The five-time major winner and six-time runner-up at the U.S. Open admits this season is all about the season's second major at Pinehurst, but he's been unable to prep there recently despite repeated attempts get on the public course.

Phil Mickelson has made no secret that there's one main target on his 2014 schedule, and that's the U.S. Open at Pinehurst in six weeks. He stated at the start of the season that he would re-work his typical schedule just to set up optimal prep and build toward a crescendo for his national championship. It's the white whale of his career, where he's an amazing six-time runner-up at the one event he now needs to complete a rare career grand slam. In Novemeber, Mickelson said he had "a bit of a concern about Pinehurst [No. 2] because I'm almost looking forward to it too much."

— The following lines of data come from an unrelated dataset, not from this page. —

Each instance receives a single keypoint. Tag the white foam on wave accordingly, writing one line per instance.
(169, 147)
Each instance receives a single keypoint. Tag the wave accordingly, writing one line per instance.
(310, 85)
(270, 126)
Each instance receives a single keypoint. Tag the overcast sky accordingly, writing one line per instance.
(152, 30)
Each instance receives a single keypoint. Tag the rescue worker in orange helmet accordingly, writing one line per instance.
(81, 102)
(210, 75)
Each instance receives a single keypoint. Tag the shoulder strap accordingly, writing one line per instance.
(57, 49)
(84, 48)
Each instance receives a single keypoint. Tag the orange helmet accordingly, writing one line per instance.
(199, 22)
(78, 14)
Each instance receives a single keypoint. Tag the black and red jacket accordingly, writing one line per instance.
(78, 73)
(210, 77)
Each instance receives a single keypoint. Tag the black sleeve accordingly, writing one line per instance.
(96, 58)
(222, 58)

So with all that self-admitted hype and anticipation, Mickelson must be going through his paces at the North Carolina course as often as possible with the season's second major rapidly approaching. Well, not exactly, as the No. 9 player in the world can't get a tee time on the public No. 2 course (via AP's Doug Ferguson):

"I've tried to get down there three times now, and the course has been booked all three times," Mickelson said Wednesday. "So I don't know when I'll get down there."

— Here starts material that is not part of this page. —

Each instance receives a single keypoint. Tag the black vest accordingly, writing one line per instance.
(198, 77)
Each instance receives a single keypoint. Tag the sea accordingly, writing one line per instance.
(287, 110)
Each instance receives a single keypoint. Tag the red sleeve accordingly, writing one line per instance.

It's hard to believe he's been unable to wedge his way onto the tee sheet, so there may be a little embellishment there. Pinehurst is always packed, and the upcoming major championship, with the USGA conditions already rounding into place, will only attract more of the weekend hacking public (even if the cost can push four figures).

Mickelson is just a couple hours down the road from Pinehurst, playing at Quail Hollow, a redesigned course that he called "perfect" earlier this week. It's unclear if he'll be able to get a practice round in before he makes the trip south to TPC Sawgrass for the season's "fifth major" next week.

Pinehurst was the site of the first of Phil's six second-place finishes, that memorable loss to Payne Stewart occurring in 1999. That specific result and his overall history at the event have crafted a nice narrative that will overwhelm the pre-tournament coverage this year, especially with Tiger likely on the shelf again.